О! Лисавета – большая мастерица по части красивых ля-ля, недаром она переводчиком работала раньше, язык у нее подвешен весьма неплохо.
- Мы бы прекрасно смотрелись вместе…
Отличный аргумент, думалось мне. Что же, бросать теперь жену и сына ради того, чтобы хорошо смотреться с тридцатилетней бывшей переводчицей? Хотел уже было ее мягко, но настойчиво послать куда подальше, но она опять заговорила:
- А у меня для тебя есть отличное предложение…
Дальше я не буду приводить ее слов, смысл их свелся к тому, что у нее есть очень хороший знакомый в очень известном дизайн-бюро, который может предложить мне очень интересную работу.
Ну мне стало немножко тошно – она что, меня за нечто вроде шлюхи держит, что ли? Короче говоря, не вышло у меня послать ее мягко, а вышло грубовато…
* * *
Мы с Кшиштофом опять сидели вдвоем, только на этот раз не у него на кухне, а в каком-то пафосном кафе, которые теперь, отдавая дань моде, все вдруг переименовались в кофейни. Так вот в такой кофейне Кшиштоф, с аппетитом уплетая чизкейк, говорил:
- Знаешь, друг, все познается в сравнении…
В этом он прав. Лучше быть брошенным, но гордым, чем желанным, но оплеванным.
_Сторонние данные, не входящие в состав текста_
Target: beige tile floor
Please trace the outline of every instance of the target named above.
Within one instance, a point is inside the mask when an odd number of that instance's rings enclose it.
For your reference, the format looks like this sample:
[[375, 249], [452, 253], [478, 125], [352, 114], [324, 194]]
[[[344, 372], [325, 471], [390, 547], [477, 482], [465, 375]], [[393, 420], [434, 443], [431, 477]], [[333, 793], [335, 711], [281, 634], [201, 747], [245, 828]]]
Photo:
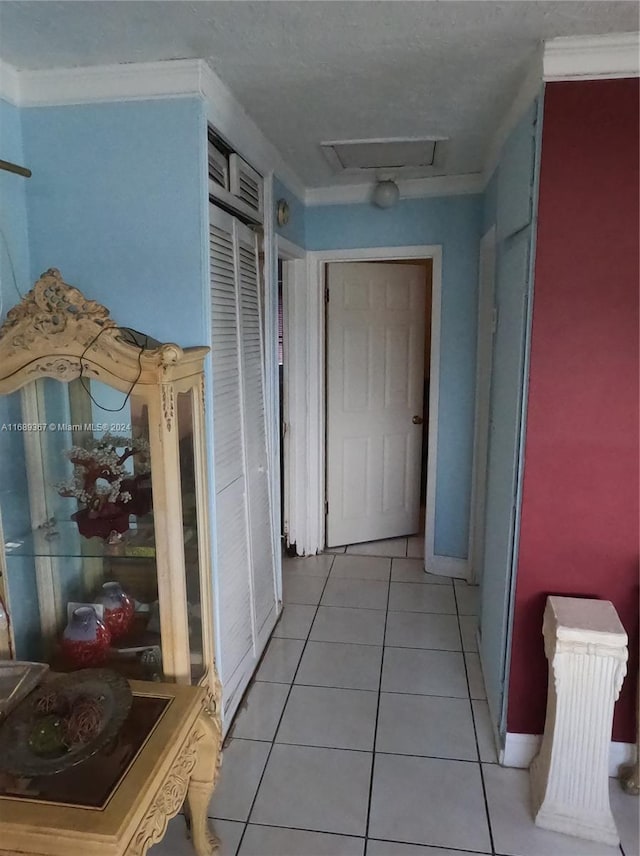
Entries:
[[[497, 764], [477, 589], [429, 577], [422, 537], [286, 560], [284, 612], [234, 723], [210, 814], [220, 856], [637, 856], [538, 829]], [[151, 856], [187, 856], [184, 820]]]

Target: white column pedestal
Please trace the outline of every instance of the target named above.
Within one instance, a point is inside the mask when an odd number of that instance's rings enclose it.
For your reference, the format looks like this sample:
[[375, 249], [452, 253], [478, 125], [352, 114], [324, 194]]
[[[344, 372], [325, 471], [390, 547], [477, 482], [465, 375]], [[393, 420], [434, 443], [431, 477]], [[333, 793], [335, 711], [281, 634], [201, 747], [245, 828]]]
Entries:
[[610, 601], [548, 597], [547, 717], [530, 768], [537, 826], [620, 843], [609, 804], [613, 706], [627, 672], [627, 634]]

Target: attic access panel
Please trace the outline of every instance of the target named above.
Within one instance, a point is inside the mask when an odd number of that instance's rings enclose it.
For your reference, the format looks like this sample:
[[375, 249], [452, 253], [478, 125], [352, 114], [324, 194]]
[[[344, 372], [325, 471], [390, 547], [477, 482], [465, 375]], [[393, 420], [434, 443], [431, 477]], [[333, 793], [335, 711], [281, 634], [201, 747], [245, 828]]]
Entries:
[[436, 165], [444, 140], [334, 140], [321, 143], [337, 172], [376, 169], [429, 169]]

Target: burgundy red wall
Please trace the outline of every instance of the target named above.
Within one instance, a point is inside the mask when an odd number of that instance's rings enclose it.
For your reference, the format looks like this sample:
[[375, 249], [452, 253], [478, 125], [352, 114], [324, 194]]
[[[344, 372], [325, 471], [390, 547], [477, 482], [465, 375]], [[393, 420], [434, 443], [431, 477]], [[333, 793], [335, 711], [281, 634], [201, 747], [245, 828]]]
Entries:
[[541, 734], [548, 594], [611, 600], [638, 675], [638, 80], [544, 97], [522, 527], [508, 730]]

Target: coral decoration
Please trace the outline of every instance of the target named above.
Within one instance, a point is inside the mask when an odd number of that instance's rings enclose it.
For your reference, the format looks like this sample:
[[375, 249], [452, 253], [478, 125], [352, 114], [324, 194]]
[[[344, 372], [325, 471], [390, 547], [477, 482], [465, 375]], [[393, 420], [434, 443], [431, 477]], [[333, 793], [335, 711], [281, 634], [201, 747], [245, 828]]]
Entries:
[[[140, 479], [146, 477], [145, 481], [148, 481], [150, 470], [149, 444], [142, 437], [132, 439], [107, 433], [92, 438], [86, 446], [72, 446], [64, 455], [73, 464], [73, 478], [60, 482], [56, 489], [60, 496], [75, 498], [83, 506], [72, 515], [72, 519], [78, 520], [82, 534], [90, 532], [87, 537], [100, 534], [88, 529], [86, 521], [92, 519], [119, 521], [108, 531], [106, 524], [106, 535], [101, 537], [108, 537], [111, 529], [124, 532], [128, 529], [126, 518], [129, 514], [146, 513], [149, 510], [144, 507], [137, 493]], [[136, 475], [132, 475], [124, 466], [134, 455], [138, 456]]]

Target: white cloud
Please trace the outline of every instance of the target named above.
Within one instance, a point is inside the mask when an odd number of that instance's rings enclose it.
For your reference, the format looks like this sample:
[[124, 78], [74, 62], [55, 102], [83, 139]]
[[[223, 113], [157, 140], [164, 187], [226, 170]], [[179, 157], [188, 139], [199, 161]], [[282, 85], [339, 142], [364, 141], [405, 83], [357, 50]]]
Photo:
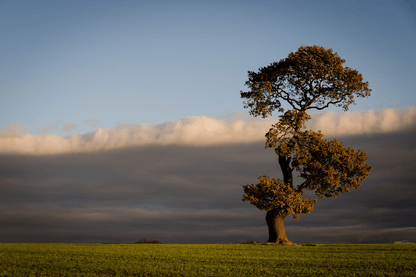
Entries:
[[0, 140], [5, 138], [15, 138], [23, 136], [22, 132], [29, 129], [29, 126], [17, 124], [4, 126], [0, 128]]
[[[233, 120], [230, 120], [233, 119]], [[71, 152], [95, 152], [146, 145], [212, 146], [264, 141], [275, 119], [247, 120], [241, 116], [214, 119], [187, 117], [158, 125], [117, 125], [99, 128], [88, 135], [22, 134], [22, 126], [0, 130], [0, 153], [49, 155]], [[385, 109], [368, 112], [325, 112], [314, 114], [308, 128], [328, 136], [389, 133], [416, 128], [416, 108]]]
[[325, 112], [312, 115], [308, 128], [324, 135], [345, 136], [405, 131], [416, 127], [416, 108], [384, 109], [368, 112]]

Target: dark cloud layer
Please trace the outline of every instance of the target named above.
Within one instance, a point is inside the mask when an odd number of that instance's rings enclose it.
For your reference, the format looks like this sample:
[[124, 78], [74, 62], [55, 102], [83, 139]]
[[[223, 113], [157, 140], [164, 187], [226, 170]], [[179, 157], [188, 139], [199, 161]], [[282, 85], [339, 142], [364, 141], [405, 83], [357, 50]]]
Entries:
[[[338, 136], [374, 167], [359, 190], [320, 200], [293, 242], [416, 242], [416, 128]], [[265, 241], [265, 212], [241, 200], [257, 174], [280, 177], [263, 142], [135, 146], [0, 156], [0, 242]]]

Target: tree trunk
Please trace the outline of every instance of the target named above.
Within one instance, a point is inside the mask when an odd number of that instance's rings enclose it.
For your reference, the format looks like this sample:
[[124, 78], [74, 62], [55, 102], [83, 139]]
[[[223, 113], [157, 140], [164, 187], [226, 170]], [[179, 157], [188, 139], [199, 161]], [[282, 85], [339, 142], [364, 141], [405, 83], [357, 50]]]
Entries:
[[283, 173], [283, 181], [286, 184], [288, 184], [291, 188], [293, 188], [293, 177], [292, 177], [293, 168], [290, 168], [290, 161], [291, 161], [291, 157], [285, 157], [285, 156], [279, 155], [279, 165]]
[[267, 227], [269, 227], [269, 240], [267, 242], [292, 244], [286, 237], [285, 217], [286, 216], [276, 215], [273, 210], [267, 211], [266, 222]]

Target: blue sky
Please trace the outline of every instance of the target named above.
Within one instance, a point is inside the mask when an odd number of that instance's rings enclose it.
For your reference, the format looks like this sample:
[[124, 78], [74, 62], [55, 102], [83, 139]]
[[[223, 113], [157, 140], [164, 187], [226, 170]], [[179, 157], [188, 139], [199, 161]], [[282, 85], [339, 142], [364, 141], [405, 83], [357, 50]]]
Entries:
[[416, 242], [415, 9], [0, 0], [0, 242], [265, 241], [241, 184], [282, 178], [264, 149], [277, 115], [251, 119], [240, 90], [247, 71], [314, 44], [372, 96], [307, 127], [365, 150], [374, 169], [358, 191], [287, 218], [289, 240]]
[[223, 116], [243, 110], [247, 71], [314, 44], [369, 81], [351, 110], [415, 106], [410, 4], [2, 1], [0, 126], [67, 136]]

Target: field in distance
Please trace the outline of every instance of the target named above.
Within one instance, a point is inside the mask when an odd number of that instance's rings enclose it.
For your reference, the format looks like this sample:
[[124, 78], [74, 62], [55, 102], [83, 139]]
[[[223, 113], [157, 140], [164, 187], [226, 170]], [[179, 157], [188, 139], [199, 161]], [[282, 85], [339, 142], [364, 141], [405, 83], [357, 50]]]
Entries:
[[0, 276], [416, 276], [416, 244], [0, 243]]

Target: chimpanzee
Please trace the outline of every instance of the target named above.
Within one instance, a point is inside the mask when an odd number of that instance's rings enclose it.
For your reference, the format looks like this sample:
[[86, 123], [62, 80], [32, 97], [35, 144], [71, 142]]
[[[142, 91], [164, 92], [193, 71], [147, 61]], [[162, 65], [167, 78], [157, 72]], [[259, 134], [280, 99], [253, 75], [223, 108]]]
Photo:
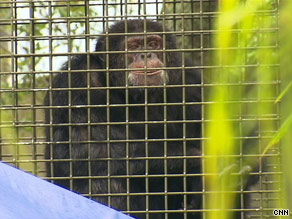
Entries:
[[45, 98], [53, 182], [137, 218], [200, 218], [201, 78], [174, 34], [118, 21], [62, 70]]

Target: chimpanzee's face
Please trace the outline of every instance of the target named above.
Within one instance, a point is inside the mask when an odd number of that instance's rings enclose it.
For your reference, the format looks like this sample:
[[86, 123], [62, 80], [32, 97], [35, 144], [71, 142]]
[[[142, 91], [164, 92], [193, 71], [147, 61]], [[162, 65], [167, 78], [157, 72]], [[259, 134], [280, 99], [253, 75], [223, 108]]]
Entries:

Кшиштоф съел чизкейк и заказал еще одну порцию:
- Страсть как люблю эти поганые тортики! – сказал он с усмешкой. Ага, а потом жалуется на «пузо»… ну-ну. – Не понимаю тебя, как ты можешь не любить сладкое!
Да я тоже не знал, как можно сладкое любить.
- Я понял, что все не так уж и плохо у меня…
Конечно: «у соседа корова сдохла, а мне радость». Он один и сам себе хозяин, а я женат и меня черно домогалась тридцатилетняя бывшая переводчица, теперь жена устраивает мне истерики дома, а ему хорошо – он живет один, и теперь наметил себе в пару очередную девушку, наверное, и она тоже его бросит, но это будет когда-нибудь потом, а сейчас он действительно сам себе хозяин.